O problema biológico fora resolvido, era o problema de engenharia que parecia insuperável. Uma nave capaz de carregar milhares de passageiros adormecidos e tudo o que eles precisariam para uma nova vida em outro mundo teria que ser tão grande quanto os transatlânticos que haviam, em outra época, dominado os mares da Terra.

Seria fácil construir tal nave além da órbita de Marte e usando os abundantes recursos do cinturão de asteróides. Contudo, seria impossível construir motores que pudessem levá-la às estrelas em qualquer espaço de tempo razoável.

Mesmo viajando-se a um décimo da velocidade da luz, todos os objetivos mais promissores encontravam-se a mais de quinhentos anos de viagem. Tal velocidade podia ser alcançada pelas sondas-robôs, relampejando através dos sistemas estelares mais próximos e irradiando de volta suas observações durante algumas horas febris de trânsito. Todavia, não existia maneira de freá-las para encontros ou pousos e, descontando-se a possibilidade de acidentes, elas continuariam viajando através da galáxia para sempre.

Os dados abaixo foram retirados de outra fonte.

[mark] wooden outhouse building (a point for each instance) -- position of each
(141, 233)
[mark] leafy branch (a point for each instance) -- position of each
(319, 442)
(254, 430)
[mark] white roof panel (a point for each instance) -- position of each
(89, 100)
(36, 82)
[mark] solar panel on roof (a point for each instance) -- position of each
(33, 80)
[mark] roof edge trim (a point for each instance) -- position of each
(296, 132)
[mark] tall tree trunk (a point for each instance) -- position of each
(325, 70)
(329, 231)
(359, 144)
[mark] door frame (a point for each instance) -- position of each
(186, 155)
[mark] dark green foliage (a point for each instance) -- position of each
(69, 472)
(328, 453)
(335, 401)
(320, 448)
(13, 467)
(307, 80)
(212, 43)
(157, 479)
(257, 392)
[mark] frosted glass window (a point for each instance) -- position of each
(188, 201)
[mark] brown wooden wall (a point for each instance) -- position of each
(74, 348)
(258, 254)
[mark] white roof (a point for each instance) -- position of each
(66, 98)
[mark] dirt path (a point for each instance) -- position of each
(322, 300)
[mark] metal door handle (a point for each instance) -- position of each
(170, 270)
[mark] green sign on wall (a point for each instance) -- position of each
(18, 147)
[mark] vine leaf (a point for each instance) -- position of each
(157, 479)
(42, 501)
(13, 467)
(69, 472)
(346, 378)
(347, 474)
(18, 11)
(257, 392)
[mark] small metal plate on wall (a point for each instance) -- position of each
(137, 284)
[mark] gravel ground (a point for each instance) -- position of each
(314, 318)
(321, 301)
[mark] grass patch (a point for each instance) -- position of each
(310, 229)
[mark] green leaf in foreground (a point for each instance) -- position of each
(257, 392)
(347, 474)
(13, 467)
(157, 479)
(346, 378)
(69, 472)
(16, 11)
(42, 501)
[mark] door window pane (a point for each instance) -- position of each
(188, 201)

Este era o problema fundamental com os foguetes e ninguém jamais encontrara alguma outra alternativa para a propulsão no espaço profundo. Era tão difícil perder velocidade quanto adquiri-la, e transportar o propelente necessário para a desaceleração não dobrava meramente as dificuldades da missão, mas elevava-as ao quadrado.

Uma hibernave em grande escala poderia, de fato, ser construída de modo a alcançar um décimo da velocidade da luz. Ela exigiria um milhão de toneladas de elementos um tanto exóticos, como propelentes, algo difícil mas não impossível de se conseguir.

Todavia, para suprimir a velocidade alcançada no final da viagem, a nave deveria partir não com um milhão, mas com a impossível quantidade de um bilhão de toneladas de propelente. Isto, é claro, estava completamente fora de questão, tanto que ninguém pensara seriamente no assunto durante séculos.

E então, por uma das maiores ironias da história, a Humanidade recebeu as chaves para o Universo quando dispunha menos de um século para usá-las.